The stuffing and tart were both very yummy. I make a different stuffing every year. This year I chose something filled with more classic flavors. It turned out to be one of the best I’ve ever made. The combination of flavors that really worked together was the apple cooking with the celery and then the sweet dried fruit (a fave flavor technique of mine, as seen by other posts) just spikes up the flavor another notch. First time using dried cherries and it won’t be the last. I added dried figs because I didn’t have dried apples. I also used vegetable broth instead of chicken broth and did not really need to add any salt. But thank you NYT, I loved how this turned out and it was a real hit. It makes alot–easily ten cups if not more. I used organic vegetable broth from Whole Foods for $1.29.
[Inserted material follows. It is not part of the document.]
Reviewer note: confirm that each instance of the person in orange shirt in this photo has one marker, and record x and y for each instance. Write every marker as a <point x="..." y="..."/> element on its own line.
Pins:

The savory tart–I used a technique out of Provencal Light which says that the classic French Provencale tart also has you roast some garlic and then rub the juices of it on the tart dough before sticking in the oven. Definitely do this as a low cost flavor boost. I did splurge $1.99 for fresh thyme which was worth every penny. With frost and the patio herb gardening, we have lost our basil and most of our thyme so I bought. Otherwise, caramelizing onion is simply a delight. Its a very simple recipe and I felt that the flavors really took about 10 minutes after I turned off the stove. I did not add cheese. I also “cheated” and used ready made pie crust from Pillsbury ($2.50 on sale for two boxes (4 crusts). Here is a link to other savory tart recipes by Martha Stewart which look divine (and fun).

We also made the sweet potato and apple puree from a previous post. I will give it props for being very healthy–it used the basic flavor of the foods to derive the majority of the taste. But I must say, we needed more flavor, either in the form of brown suguar, cinnamon and nutmeg but otherwise, it was really quite pleasing. A much healthier alternative to candied yams, etc.  

Since its Thanksgiving I am forgoing nutritional analysis.
I am however updating this post to include cost per serving. Cost per serving for the bread and fruit serving is coming out to just under $0.90 cents a serving. The big splurge here was for the dried cherries. I included the cost of all ingredients.

Please let me know anything that you enjoyed, either making or eating!